For these reasons, we’d suggest that inflation will remain above the levels seen during much of the past decade. This, in turn, may result in changes to the financial landscape:
First, interest rates may remain higher. This is not a very difficult hurdle when it is considered that, according to Federal Reserve Economic Data (FRED), from 2012 through 2021, the average yield on the 10-Year Treasury Note was 2.04%. Rates and yields in the range of 2.5% to 4% are still relatively low by historic standards and shouldn’t be an impediment to economic growth. Still, higher rates and yields will be meaningful for investors.
Additionally, a regime that includes higher inflation may feature greater volatility in financial markets. The idea of the ‘Fed put’ – in which investors felt assured that any strong downturn in the equities markets would be met by accommodative Fed policy – likely needs to be shelved. Over the past decade, the Fed had the leeway to support financial markets without regard to inflationary pressures. In the current environment, that has changed. Higher inflation – particularly with respect to wages – will make earnings estimates less reliable, which may add to equity volatility. As the Fed has a more difficult job in navigating inflationary pressures and growth and employment considerations, it is likely that the Fed will be more dynamic and reactive. As a result, we would expect higher volatility in interest rate and credit markets.
So, how does this effect investor positioning…
First, some hedged equity alternatives may be attractive as higher volatility and higher interest rates both impact the pricing of these investments. For similar reasons, certain annuity features and rates may also be more appealing. Income-oriented investors may find that covered call strategies offer higher premium income.

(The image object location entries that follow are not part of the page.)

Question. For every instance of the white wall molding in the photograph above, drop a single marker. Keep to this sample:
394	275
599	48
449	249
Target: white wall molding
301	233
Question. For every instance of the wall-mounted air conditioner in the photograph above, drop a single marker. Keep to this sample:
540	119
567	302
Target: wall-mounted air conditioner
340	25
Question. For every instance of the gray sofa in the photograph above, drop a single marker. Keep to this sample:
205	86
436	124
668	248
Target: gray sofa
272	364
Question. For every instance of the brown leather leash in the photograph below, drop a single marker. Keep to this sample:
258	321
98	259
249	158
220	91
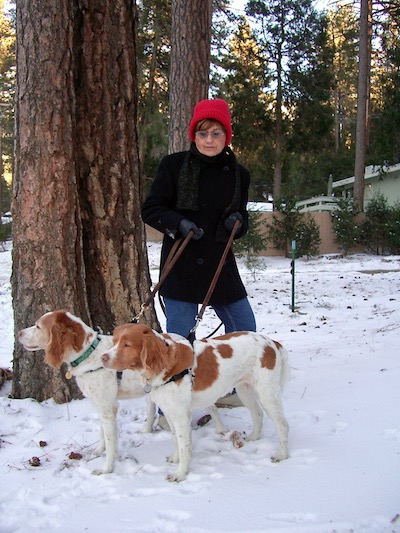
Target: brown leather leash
199	316
173	256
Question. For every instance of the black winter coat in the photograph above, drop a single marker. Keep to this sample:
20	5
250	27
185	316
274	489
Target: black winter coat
191	276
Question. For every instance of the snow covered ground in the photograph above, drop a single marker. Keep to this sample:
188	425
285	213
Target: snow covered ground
342	404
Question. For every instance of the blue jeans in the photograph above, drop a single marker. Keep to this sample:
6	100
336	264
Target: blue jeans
181	316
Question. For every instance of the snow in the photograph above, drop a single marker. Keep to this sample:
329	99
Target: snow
342	404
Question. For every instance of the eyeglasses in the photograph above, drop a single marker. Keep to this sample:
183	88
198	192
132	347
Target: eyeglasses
216	134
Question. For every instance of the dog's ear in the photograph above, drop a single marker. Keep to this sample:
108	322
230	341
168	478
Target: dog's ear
155	354
66	335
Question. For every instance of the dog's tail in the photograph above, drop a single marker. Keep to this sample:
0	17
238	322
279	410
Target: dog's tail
285	368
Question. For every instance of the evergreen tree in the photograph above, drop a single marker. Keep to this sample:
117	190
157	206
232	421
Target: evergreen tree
7	90
243	86
286	32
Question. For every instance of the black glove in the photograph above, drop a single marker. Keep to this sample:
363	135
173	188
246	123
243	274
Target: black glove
185	226
230	222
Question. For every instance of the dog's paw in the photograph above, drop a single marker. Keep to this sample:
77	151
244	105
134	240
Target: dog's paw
281	456
174	458
176	478
99	450
101	471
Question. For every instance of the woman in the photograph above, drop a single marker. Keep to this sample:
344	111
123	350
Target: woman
205	190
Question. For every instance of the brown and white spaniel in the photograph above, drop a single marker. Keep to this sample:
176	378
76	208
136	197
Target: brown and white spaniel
181	377
65	338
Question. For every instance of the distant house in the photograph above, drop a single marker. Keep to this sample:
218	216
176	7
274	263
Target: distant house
384	180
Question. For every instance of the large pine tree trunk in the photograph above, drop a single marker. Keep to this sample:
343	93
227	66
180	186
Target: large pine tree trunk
190	66
48	269
79	241
108	162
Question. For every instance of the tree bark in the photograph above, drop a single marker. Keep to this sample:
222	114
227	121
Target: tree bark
190	66
79	242
277	188
362	102
48	268
108	163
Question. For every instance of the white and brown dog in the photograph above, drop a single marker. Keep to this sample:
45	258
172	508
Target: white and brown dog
65	338
181	377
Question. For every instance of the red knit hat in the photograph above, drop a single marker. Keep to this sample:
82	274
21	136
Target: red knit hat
215	110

Second, investors may want to consider real asset categories for their portfolio. The return on Treasury Inflation-Protected Securities (TIPS) is directly linked to inflation, and public or private real estate or infrastructure investments may have earnings closely tied to inflation. Like other asset groups, volatility should be expected, but long-term investors may gain diversification and performance benefits.
Last, a more significant and active fixed income allocation may be warranted. For much of the past decade, bond yields were relatively unattractive. Investors lost interest in fixed income; Over-weights to equities were justified with the acronym ‘TINA’ – There Is No Alternative (to investing in stocks). ‘TINA’ may need to join the ‘Fed put’ in retirement as bond categories may now provide a more meaningful investment opportunity.
To be clear, we expect inflation to continue to moderate. Markets will likely – over the short run – only care that the trend is favorable. Over a longer stretch, however, the factors mentioned here will bear consideration as the trough inflation level remains higher than the pre-COVID period.